Darstellung von geschichtlichen Ereignissen in Abhängigkeit von politischen und
gesellschaftlichen Gegebenheiten. Die Geschichtsschreibung rekonstruiert
Entwicklungen aus dem Bereich der Politik- und Sozialgeschichte, der Kultur-,
Kirchen- und Wirtschaftsgeschichte sowie der Personengeschichte mit dem Ziel
einer bewusstseinsbildenden Wirkung.
Frido Mětšk (1916-1990); Fotograf: Kurt Heine; Sorbisches Kulturarchiv am
Sorbischen Institut
Die Anfänge einer Geschichtsschreibung über die Sorben reichen bis ins
Mittelalter zurück. Zunächst waren es Chronisten, die Informationen über die
elbslawischen Stämme in den ersten vier Jahrhunderten nach der Besiedlung lieferten, so der fränkische Chronist
Fredegar (7. Jh.), der arabische
Geograf Ibn Khordadhbeh (9. Jh.), der
jüdische Kaufmann Ibrahim ibn Jacub
(10. Jh.) und der sächsische Bischof Thietmar von
Merseburg (Anfang 11. Jh.).
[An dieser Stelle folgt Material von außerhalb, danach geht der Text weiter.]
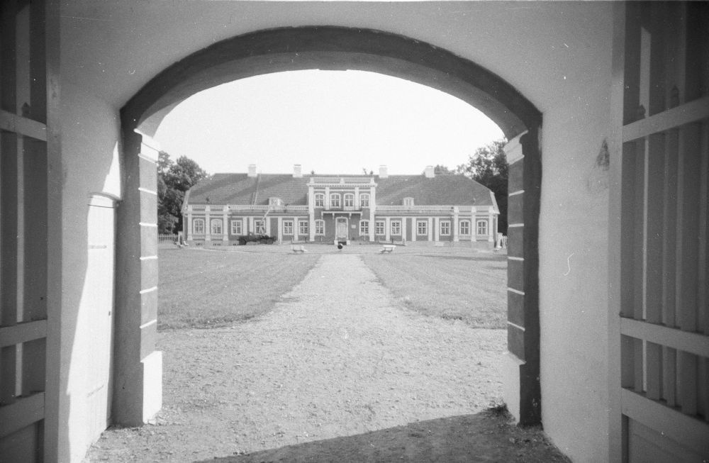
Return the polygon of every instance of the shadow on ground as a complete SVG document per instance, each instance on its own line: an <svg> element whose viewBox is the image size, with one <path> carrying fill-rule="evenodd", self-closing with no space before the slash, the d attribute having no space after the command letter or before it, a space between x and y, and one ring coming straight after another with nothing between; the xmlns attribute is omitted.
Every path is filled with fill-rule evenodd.
<svg viewBox="0 0 709 463"><path fill-rule="evenodd" d="M485 411L412 423L246 454L202 460L270 462L569 462L538 428L509 424L506 413ZM199 463L199 462L198 462Z"/></svg>

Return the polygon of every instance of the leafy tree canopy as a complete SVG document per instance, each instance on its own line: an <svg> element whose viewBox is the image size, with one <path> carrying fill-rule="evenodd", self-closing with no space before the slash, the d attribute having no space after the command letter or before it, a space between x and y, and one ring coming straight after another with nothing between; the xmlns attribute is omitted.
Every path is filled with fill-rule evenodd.
<svg viewBox="0 0 709 463"><path fill-rule="evenodd" d="M193 185L208 177L207 172L186 156L175 161L161 151L157 160L157 231L176 233L182 228L182 201Z"/></svg>
<svg viewBox="0 0 709 463"><path fill-rule="evenodd" d="M456 172L471 178L495 194L500 208L498 231L507 233L508 164L504 147L506 140L498 140L481 147L469 156L468 162L456 168Z"/></svg>

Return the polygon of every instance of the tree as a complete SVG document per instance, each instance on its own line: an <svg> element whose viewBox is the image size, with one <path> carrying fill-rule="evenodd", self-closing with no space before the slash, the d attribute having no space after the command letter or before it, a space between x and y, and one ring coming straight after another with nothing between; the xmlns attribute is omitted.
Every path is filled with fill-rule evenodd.
<svg viewBox="0 0 709 463"><path fill-rule="evenodd" d="M497 231L507 234L507 157L503 150L507 140L498 140L475 150L466 164L456 172L487 186L495 194L500 216Z"/></svg>
<svg viewBox="0 0 709 463"><path fill-rule="evenodd" d="M433 173L436 175L445 175L447 174L454 174L455 172L451 170L442 164L437 164L433 167Z"/></svg>
<svg viewBox="0 0 709 463"><path fill-rule="evenodd" d="M161 151L157 160L157 233L175 233L182 229L184 194L208 174L186 156L175 162Z"/></svg>

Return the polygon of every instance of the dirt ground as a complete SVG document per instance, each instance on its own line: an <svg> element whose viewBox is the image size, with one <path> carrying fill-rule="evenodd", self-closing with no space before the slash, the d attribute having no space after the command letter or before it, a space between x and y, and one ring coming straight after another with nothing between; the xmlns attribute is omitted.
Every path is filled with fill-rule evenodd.
<svg viewBox="0 0 709 463"><path fill-rule="evenodd" d="M482 413L506 336L408 311L361 256L323 255L258 319L161 333L162 411L86 461L566 461Z"/></svg>

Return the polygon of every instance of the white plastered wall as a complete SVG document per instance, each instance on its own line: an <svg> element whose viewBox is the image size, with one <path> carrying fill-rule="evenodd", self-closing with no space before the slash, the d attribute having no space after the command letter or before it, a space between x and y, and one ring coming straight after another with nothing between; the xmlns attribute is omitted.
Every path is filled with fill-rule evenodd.
<svg viewBox="0 0 709 463"><path fill-rule="evenodd" d="M80 87L62 82L62 117L64 154L62 191L62 338L65 389L60 401L69 408L65 426L60 428L65 459L79 462L91 444L87 381L91 355L91 319L89 311L105 311L112 307L96 307L95 291L87 274L89 200L91 194L120 197L119 125L116 109L106 101L87 94ZM51 233L51 230L50 230ZM68 367L67 367L68 366ZM67 458L68 457L68 458Z"/></svg>
<svg viewBox="0 0 709 463"><path fill-rule="evenodd" d="M609 132L611 8L560 2L67 1L65 311L71 316L81 296L72 263L81 263L85 245L82 208L111 169L118 110L150 78L216 41L264 28L321 24L402 34L498 74L543 113L542 419L547 434L574 460L605 459L608 195L589 188L588 179L598 174L593 163ZM75 328L68 326L67 335L73 337ZM72 426L80 425L77 417Z"/></svg>

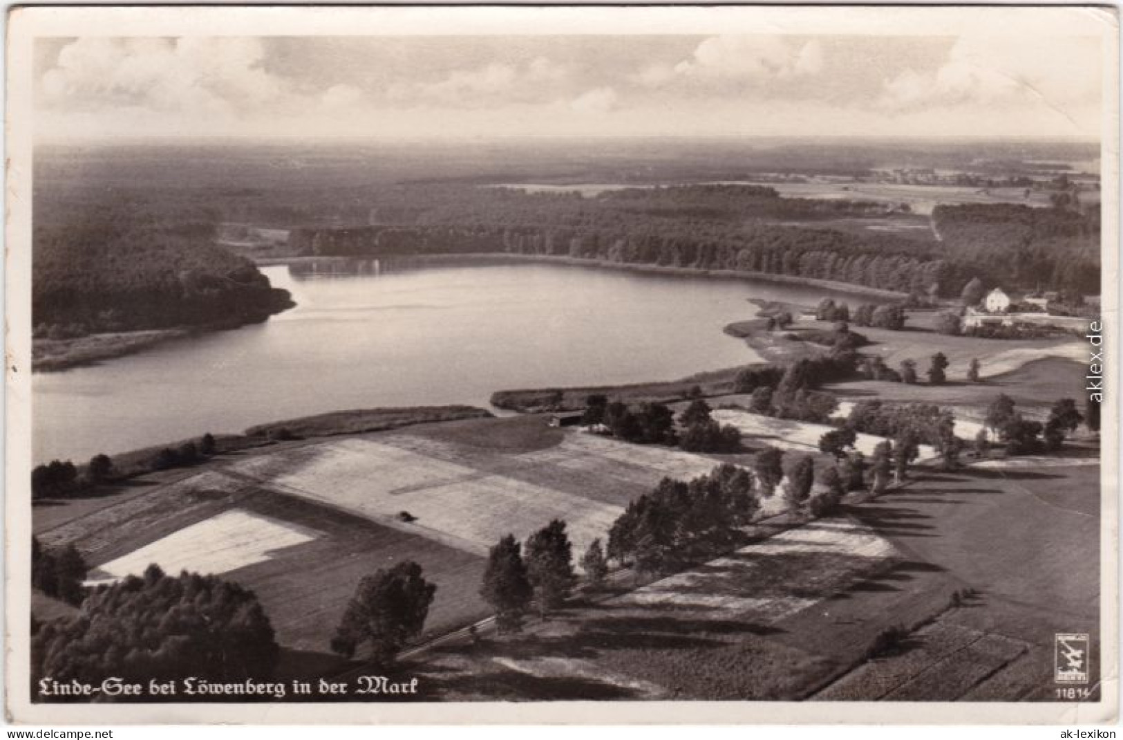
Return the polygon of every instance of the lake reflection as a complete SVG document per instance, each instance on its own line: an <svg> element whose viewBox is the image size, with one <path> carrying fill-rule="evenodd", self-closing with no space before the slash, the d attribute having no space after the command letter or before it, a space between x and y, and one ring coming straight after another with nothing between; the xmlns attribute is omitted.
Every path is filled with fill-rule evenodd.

Doch erst seit der Frühaufklärung
kann man von einer systematischen und wissenschaftlichen Geschichtsschreibung
sprechen, betrieben von Sorben und Deutschen. In ihrem Streben nach einer
umfassenden Weltsicht richteten die Forscher ihr Augenmerk auch auf die Sorben
und versuchten, auf idealistischer Grundlage die Gegenwart aus der Vergangenheit
zu erklären. Sie empfanden das Sorbische z. T. als schützens- und erhaltenswert
und verteidigten es gegen Verleumdung und Diffamierung. Im Mittelpunkt standen
Untersuchungen zu Altertümern, zur Mythologie, zur Kirchen- und Kulturgeschichte. Zu den bedeutendsten
Vertretern dieser Periode gehörten der Sorbe Abraham Frencel mit seiner Chronik „Historia naturalis Lusatiae
Superioris“ und der Deutsche Christian
Knauthe, der das enzyklopädische Werk „Derer Oberlausitzer
Sorberwenden umständliche Kirchengeschichte“ (1767) verfasste. Erwähnung
verdienen Juro Krygaŕ, Hadam Bohuchwał Šěrach, Jan Boguměr „Ohnefalsch“ Rychtaŕ und
Carl Christian Gulde, die mit
ihren Schriften dazu beitrugen, Vorurteile abzubauen und der sorbischen
Bevölkerung den ihr gebührenden Platz in der Geschichte einzuräumen. Diesem Ziel
sah sich auch die 1789 in Görlitz gegründete Oberlausitzische
Gesellschaft der Wissenschaften verpflichtet. Jan Hórčanski und Karl Gottlob von Anton, später dann
Christian Adolph Pescheck und
Karl Benjamin Preusker
bereicherten mit ihren Forschungen die historischen Kenntnisse. Mit der Wende
zum 19. Jh. machten sich erste antisorbische Tendenzen bemerkbar. Christian Gottlieb Schmidt, Wylem Boguchwał Korn und Jan Křesćan Rychtar verunglimpften die
Sprache und Kultur der Sorben und forderten deren rasche Germanisierung.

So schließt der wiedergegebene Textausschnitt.